Poverty in Poland Facts
Poland is not a poor country by any means, but the region has historically possessed little wealth due to occupation, wartime and political mistreatment. As such, alleviation of the poverty in Poland has been a focal point of recent Polish governments. Discussed below are the leading facts about poverty in Poland, and how the issue is addressed at the national and international level.

 

7 Key Facts About Poverty in Poland

 

  1. Poverty in Poland has been steadily decreasing since 2004. Over the past decade, the country has cut the population of people living on less than $5 a day in half, from 20 percent to 10.
  2. Poland’s government spends heavily on social resources, with a quarter of the nation’s GDP spent on pensions, public health care, public education and other social services.
  3. Compared to other parts of the world, poverty in Poland is shallow. There are very few people living in dangerously extreme poverty or hunger. Less than a tenth of the population live on $2 a day or less.
  4. Income inequality in Poland is also relatively low. In a World Bank ranking of income inequality, Poland scored significantly better than the United States and Russia with stratification levels near the U.K. and France.
  5. While they are rarely in extreme poverty, many young people in Poland live on very little due to a lack of employment. Overall unemployment in Poland is at 14 percent, but is 25 percent for those who primarily seek industrial jobs.
  6. Poland’s heavily industrial economy is something of a double-edged sword. GDP growth was mildly hindered by the 2008-9 global economic downturn when compared with other European nations. This growth, however, has proven slow with an average of a one percent annual increase.
  7. Poland seeks to both decrease rural poverty and increase its economic productivity by improving the agricultural sector.
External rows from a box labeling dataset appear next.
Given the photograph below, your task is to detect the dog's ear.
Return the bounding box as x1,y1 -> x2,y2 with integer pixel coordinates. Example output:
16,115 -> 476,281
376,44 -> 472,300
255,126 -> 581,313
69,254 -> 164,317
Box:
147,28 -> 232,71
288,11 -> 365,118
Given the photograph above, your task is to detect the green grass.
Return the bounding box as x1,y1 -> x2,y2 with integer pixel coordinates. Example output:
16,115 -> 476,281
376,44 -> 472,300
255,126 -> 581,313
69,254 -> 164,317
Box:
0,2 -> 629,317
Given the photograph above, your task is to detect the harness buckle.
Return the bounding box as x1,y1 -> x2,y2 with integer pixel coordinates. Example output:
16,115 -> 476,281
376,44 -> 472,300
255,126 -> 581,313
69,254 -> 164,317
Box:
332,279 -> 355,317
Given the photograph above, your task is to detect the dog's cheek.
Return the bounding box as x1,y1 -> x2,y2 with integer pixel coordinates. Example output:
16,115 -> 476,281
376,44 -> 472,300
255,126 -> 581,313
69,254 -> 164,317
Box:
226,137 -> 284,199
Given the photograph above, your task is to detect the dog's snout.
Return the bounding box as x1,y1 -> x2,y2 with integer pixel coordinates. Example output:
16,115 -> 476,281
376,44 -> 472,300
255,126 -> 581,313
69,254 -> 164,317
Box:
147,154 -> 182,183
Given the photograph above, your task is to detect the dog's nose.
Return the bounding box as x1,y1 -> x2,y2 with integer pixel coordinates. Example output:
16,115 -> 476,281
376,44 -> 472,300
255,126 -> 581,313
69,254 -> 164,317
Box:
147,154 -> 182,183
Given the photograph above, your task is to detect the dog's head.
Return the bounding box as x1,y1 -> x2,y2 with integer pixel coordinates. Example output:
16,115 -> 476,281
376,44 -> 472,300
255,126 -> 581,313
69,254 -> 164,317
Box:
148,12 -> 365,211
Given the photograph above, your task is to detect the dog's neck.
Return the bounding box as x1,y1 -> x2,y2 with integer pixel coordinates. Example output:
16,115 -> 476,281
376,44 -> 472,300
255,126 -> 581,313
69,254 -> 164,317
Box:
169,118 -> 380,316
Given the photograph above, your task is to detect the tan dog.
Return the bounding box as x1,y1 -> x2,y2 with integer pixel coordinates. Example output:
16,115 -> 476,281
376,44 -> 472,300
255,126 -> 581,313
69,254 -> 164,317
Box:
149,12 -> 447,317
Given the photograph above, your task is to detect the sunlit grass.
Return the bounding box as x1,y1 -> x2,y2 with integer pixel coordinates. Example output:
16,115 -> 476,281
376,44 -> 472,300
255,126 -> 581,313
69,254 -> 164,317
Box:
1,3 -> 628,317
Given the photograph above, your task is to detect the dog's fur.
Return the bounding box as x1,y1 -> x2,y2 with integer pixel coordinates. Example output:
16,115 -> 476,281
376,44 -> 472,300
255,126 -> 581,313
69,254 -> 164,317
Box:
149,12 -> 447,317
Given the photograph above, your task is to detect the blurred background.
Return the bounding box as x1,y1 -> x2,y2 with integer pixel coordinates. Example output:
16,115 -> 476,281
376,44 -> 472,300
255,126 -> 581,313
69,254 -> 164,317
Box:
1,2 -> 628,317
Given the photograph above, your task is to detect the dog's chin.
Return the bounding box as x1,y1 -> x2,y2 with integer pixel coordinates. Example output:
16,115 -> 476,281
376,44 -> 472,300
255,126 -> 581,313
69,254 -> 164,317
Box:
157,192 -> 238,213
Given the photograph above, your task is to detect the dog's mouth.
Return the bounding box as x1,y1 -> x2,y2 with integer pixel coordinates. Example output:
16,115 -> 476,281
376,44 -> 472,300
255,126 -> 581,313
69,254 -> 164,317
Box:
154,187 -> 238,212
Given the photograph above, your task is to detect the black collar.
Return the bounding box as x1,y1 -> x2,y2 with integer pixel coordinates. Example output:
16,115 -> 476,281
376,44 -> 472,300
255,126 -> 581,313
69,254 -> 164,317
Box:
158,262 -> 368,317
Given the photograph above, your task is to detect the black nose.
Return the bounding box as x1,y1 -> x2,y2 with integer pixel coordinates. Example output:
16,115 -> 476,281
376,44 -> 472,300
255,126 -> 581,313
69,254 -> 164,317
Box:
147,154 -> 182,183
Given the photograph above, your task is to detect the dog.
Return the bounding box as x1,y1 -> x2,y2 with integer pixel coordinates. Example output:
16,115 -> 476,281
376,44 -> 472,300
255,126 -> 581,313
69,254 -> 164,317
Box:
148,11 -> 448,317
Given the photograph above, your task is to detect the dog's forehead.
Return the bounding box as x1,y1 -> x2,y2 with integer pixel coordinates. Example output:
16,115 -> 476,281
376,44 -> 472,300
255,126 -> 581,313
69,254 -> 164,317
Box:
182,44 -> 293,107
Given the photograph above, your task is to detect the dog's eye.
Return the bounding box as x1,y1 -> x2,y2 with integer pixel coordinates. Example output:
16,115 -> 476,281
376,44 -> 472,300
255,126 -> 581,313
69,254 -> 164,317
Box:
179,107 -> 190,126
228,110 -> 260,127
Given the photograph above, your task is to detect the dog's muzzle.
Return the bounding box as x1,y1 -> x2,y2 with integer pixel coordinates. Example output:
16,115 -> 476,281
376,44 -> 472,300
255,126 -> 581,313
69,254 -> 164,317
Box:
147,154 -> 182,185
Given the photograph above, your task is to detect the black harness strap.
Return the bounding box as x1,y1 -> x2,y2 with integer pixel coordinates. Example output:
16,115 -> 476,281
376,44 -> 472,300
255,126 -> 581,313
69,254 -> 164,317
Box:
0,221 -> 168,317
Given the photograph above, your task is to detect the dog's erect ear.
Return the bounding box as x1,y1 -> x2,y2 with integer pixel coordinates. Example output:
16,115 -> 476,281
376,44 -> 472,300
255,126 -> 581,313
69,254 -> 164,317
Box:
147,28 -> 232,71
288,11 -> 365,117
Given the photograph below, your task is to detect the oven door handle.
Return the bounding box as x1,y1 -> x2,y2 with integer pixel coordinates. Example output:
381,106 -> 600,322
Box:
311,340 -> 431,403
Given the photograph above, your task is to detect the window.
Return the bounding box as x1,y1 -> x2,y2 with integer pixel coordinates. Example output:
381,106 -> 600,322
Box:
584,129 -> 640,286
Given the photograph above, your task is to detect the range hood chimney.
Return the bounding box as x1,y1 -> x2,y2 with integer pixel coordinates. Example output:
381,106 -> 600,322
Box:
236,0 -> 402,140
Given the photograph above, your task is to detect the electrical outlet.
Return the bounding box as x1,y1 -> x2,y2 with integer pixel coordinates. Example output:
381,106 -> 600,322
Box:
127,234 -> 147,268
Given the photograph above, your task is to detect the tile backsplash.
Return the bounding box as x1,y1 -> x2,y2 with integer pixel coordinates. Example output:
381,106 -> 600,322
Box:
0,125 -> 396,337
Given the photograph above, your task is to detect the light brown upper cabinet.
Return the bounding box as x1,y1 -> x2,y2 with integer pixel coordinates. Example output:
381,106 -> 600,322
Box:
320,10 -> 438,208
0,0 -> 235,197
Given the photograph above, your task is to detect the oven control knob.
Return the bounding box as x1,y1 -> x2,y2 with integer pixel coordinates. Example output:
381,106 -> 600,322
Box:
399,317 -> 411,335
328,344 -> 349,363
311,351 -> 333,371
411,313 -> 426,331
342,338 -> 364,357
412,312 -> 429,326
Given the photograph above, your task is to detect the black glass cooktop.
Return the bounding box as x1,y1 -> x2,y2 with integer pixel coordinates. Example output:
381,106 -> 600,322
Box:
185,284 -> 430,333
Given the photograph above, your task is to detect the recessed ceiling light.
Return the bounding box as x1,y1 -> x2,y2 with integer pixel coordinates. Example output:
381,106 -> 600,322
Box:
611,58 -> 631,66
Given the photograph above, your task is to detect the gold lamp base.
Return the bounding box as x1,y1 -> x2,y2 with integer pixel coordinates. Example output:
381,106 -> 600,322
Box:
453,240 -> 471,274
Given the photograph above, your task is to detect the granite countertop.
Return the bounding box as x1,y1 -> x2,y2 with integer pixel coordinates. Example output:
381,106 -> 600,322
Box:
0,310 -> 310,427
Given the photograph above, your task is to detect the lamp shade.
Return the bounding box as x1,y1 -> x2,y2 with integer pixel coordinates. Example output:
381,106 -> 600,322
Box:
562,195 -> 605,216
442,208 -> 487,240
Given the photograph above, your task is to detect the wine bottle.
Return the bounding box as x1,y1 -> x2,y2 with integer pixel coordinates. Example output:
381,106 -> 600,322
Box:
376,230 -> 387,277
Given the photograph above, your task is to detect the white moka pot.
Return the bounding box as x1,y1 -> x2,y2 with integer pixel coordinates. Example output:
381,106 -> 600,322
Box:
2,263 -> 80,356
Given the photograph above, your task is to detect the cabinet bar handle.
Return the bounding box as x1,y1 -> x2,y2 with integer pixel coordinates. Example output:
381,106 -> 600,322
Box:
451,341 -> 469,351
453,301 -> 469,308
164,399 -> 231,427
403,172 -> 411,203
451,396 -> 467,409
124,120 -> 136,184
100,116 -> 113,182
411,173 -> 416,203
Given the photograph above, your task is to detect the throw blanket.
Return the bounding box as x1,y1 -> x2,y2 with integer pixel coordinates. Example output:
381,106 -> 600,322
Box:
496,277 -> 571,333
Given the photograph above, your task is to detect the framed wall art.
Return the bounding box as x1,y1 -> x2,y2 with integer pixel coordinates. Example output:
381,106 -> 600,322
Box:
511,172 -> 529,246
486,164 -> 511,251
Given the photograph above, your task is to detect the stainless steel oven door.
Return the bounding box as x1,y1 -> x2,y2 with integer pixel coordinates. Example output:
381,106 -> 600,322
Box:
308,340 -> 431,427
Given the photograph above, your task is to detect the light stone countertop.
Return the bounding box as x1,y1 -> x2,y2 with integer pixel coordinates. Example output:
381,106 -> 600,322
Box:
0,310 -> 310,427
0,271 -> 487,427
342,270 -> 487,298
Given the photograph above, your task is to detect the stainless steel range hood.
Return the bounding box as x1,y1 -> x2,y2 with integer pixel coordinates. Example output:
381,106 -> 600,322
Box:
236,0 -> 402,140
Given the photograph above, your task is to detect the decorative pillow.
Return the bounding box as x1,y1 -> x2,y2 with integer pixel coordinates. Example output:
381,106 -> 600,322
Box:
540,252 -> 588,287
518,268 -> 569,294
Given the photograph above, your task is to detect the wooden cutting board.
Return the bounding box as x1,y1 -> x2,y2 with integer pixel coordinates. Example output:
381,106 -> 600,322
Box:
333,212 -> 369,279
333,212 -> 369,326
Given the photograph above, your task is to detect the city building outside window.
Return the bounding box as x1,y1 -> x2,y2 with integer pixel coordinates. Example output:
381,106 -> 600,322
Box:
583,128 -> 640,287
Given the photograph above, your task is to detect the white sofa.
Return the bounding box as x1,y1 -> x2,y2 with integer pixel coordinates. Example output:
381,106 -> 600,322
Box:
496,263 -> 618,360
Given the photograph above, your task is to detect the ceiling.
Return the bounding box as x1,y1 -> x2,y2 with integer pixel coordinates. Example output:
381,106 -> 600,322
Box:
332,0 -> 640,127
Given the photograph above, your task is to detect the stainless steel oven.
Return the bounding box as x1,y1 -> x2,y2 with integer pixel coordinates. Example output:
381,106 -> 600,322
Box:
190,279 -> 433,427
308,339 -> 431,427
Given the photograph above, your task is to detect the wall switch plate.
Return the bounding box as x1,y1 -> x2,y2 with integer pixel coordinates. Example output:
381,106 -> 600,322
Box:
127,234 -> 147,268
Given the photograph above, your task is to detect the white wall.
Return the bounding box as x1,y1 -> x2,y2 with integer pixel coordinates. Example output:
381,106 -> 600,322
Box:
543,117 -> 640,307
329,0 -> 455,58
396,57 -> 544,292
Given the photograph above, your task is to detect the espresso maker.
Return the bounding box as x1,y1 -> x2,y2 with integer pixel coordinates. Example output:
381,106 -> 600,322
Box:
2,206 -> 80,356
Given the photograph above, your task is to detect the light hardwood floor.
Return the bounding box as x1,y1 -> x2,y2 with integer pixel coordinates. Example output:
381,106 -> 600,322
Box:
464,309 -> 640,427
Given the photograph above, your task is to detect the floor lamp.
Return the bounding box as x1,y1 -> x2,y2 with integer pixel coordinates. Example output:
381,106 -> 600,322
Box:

The EU has been a major benefactor in this cause, revamping the nation’s agricultural policy in 2004 and annually contributing large sums of money. In 2014, Polish farmers received three billion euros in direct payments from EU funding.

These facts about poverty in Poland only begin to scratch the surface of such a complex region. This eastern European nation exudes fiscal prosperity amidst underlying unemployment and rural poverty, a conundrum that needs to be solved.